A model to partition the constituent element’s atomic energy in TiC crystal and to characterize the interface properties of α-Ti(0001)/TiC(111)

Abstract

A periodic slab model was proposed to characterize the TiC(111)/α-Ti(0001) interface properties. The model provides an effective method to partition the total energy of TiC crystalline into its constituent element’s atomic energy by constructing a periodic TiC(111)/α-Ti(0001) interface structure with a specific atomic stacking sequence on the interface. The calculation result shows that Ti and C atom possess −116.65009 Ry and −12.06893 Ry in TiC crystal respectively, which is in good agreement with the TiC total energy of −128.71901 Ry, indicating a satisfactory accuracy better than ~10−4 Ry. The information of the constituent element’s atomic energy provides a direct solution to quantitatively characterize TiC(111) surface energy, or rather, the surface energy on an arbitrary crystallographic plane of TiC crystal. The calculated Ti- and C-terminated surface energies on TiC(111) surface are −0.154 J/m2 and 8.014 J/m2 respectively.
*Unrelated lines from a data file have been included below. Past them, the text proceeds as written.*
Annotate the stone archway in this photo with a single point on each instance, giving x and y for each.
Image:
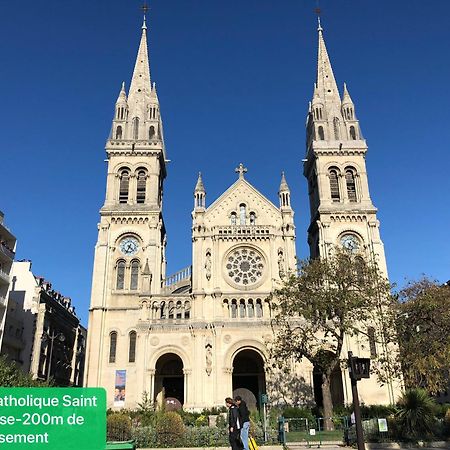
(169, 378)
(249, 377)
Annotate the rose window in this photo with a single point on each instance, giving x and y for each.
(245, 266)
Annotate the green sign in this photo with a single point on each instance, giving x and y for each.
(52, 418)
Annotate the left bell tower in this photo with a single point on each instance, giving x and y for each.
(129, 259)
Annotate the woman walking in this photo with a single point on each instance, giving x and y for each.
(234, 425)
(244, 415)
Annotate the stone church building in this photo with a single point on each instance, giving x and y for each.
(200, 335)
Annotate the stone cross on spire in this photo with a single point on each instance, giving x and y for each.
(241, 170)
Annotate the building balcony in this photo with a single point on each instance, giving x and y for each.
(4, 277)
(6, 251)
(243, 231)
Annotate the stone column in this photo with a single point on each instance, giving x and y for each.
(187, 399)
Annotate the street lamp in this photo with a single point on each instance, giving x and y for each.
(51, 337)
(358, 368)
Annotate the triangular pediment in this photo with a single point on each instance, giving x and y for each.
(242, 192)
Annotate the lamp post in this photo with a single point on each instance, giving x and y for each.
(51, 337)
(358, 368)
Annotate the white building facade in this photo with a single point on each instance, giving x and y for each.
(200, 335)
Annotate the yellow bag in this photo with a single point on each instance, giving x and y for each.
(252, 445)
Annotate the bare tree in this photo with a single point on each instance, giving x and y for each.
(328, 299)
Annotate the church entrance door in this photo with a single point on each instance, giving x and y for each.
(249, 378)
(169, 378)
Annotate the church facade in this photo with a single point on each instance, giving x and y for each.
(201, 335)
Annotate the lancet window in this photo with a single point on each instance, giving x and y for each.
(132, 347)
(112, 347)
(120, 282)
(124, 186)
(351, 184)
(134, 279)
(141, 186)
(334, 185)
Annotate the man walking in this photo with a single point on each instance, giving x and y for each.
(234, 424)
(244, 414)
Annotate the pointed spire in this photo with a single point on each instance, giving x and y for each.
(199, 187)
(283, 185)
(316, 96)
(141, 82)
(326, 83)
(122, 98)
(346, 99)
(284, 194)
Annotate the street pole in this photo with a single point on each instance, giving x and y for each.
(50, 357)
(51, 338)
(356, 408)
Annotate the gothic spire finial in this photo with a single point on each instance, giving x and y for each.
(199, 187)
(283, 184)
(141, 82)
(144, 9)
(326, 83)
(241, 170)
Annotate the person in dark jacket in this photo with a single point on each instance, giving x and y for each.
(234, 425)
(244, 414)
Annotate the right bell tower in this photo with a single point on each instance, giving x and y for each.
(342, 212)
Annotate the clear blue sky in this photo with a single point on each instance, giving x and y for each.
(234, 80)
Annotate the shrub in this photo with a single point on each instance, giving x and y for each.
(294, 412)
(221, 421)
(188, 417)
(447, 423)
(118, 427)
(201, 421)
(416, 414)
(145, 437)
(205, 437)
(170, 429)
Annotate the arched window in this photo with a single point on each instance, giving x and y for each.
(119, 132)
(351, 185)
(134, 275)
(171, 310)
(336, 128)
(141, 186)
(112, 347)
(132, 347)
(250, 309)
(242, 308)
(187, 309)
(178, 311)
(359, 268)
(258, 308)
(334, 185)
(242, 214)
(120, 283)
(136, 128)
(372, 342)
(124, 186)
(321, 133)
(233, 309)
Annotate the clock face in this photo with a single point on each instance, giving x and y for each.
(129, 246)
(350, 242)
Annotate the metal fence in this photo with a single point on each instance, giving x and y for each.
(312, 432)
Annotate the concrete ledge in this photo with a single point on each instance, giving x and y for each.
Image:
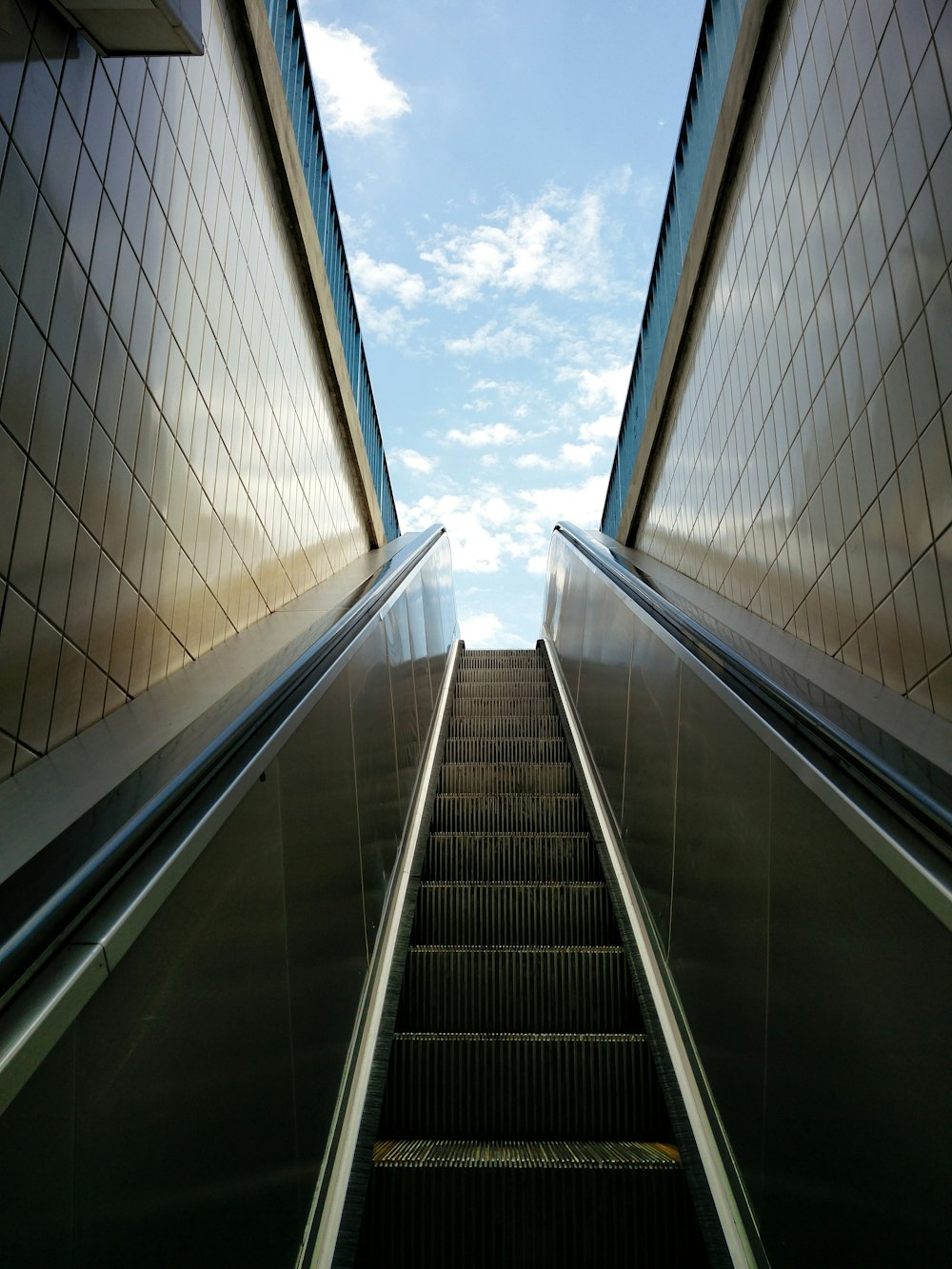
(718, 176)
(265, 64)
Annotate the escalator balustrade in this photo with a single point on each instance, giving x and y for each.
(524, 1122)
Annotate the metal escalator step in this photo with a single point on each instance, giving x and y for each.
(497, 707)
(495, 659)
(480, 1086)
(518, 990)
(506, 780)
(562, 1155)
(514, 914)
(510, 857)
(503, 674)
(525, 814)
(506, 749)
(516, 1203)
(490, 726)
(517, 688)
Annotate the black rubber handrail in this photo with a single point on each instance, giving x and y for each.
(50, 895)
(916, 804)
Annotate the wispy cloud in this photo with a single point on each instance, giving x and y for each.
(489, 434)
(489, 526)
(493, 340)
(554, 243)
(377, 277)
(570, 456)
(605, 427)
(480, 627)
(600, 388)
(415, 461)
(354, 95)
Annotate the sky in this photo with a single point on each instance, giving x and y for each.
(501, 171)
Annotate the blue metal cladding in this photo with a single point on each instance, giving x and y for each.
(288, 31)
(712, 64)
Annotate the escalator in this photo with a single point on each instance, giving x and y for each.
(524, 1120)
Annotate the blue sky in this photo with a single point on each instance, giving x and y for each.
(501, 170)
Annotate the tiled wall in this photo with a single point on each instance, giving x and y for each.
(806, 469)
(170, 465)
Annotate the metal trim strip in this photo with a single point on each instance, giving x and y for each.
(699, 1104)
(330, 1193)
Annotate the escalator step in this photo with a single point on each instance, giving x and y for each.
(506, 749)
(518, 990)
(486, 659)
(490, 726)
(524, 814)
(506, 780)
(512, 857)
(483, 1086)
(518, 686)
(514, 1203)
(514, 914)
(491, 707)
(503, 674)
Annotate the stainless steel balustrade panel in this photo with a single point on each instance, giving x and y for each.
(719, 938)
(375, 765)
(326, 921)
(183, 1119)
(571, 624)
(437, 637)
(651, 768)
(186, 1136)
(604, 686)
(815, 985)
(396, 625)
(37, 1165)
(859, 1044)
(418, 644)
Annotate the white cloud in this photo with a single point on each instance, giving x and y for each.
(475, 547)
(493, 340)
(375, 277)
(489, 434)
(582, 504)
(569, 456)
(554, 243)
(489, 528)
(600, 388)
(417, 462)
(390, 325)
(479, 627)
(579, 456)
(605, 427)
(356, 98)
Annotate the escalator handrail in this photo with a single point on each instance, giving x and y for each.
(916, 804)
(27, 945)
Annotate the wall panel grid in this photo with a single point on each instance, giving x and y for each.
(170, 465)
(806, 471)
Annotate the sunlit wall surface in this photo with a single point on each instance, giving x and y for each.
(806, 469)
(170, 464)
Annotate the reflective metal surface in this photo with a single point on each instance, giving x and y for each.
(805, 471)
(814, 980)
(185, 1116)
(848, 948)
(173, 466)
(375, 769)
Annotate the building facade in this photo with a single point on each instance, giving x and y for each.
(182, 435)
(788, 446)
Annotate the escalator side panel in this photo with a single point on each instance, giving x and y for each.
(814, 981)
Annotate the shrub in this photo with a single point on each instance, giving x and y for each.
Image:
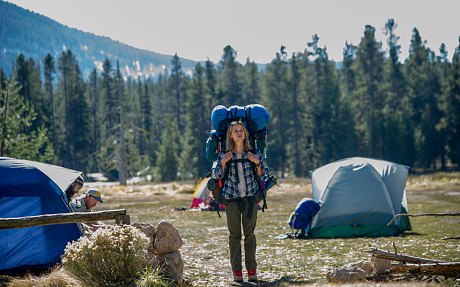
(111, 256)
(155, 276)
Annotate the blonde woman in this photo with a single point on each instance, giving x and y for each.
(239, 193)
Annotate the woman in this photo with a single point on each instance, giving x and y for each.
(240, 193)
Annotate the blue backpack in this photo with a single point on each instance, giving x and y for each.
(301, 217)
(255, 118)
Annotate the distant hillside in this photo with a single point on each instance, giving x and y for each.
(34, 35)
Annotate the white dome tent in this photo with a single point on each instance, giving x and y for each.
(359, 197)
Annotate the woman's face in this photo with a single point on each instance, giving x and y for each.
(238, 133)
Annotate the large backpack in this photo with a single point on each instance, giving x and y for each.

Under the atomic configuration in the present periodic model, the Ti-Ti and Ti-C interface energies were calculated to be −1.705 J/m2 and −1.891 J/m2, respectively. The investigation on the ideal work of adhesion indicated that the Ti-Ti interface is the most vulnerable region in the TiC(111)/α-Ti(0001) interface structure on account of the weaker metallic bonding between the Ti-Ti atomic layers.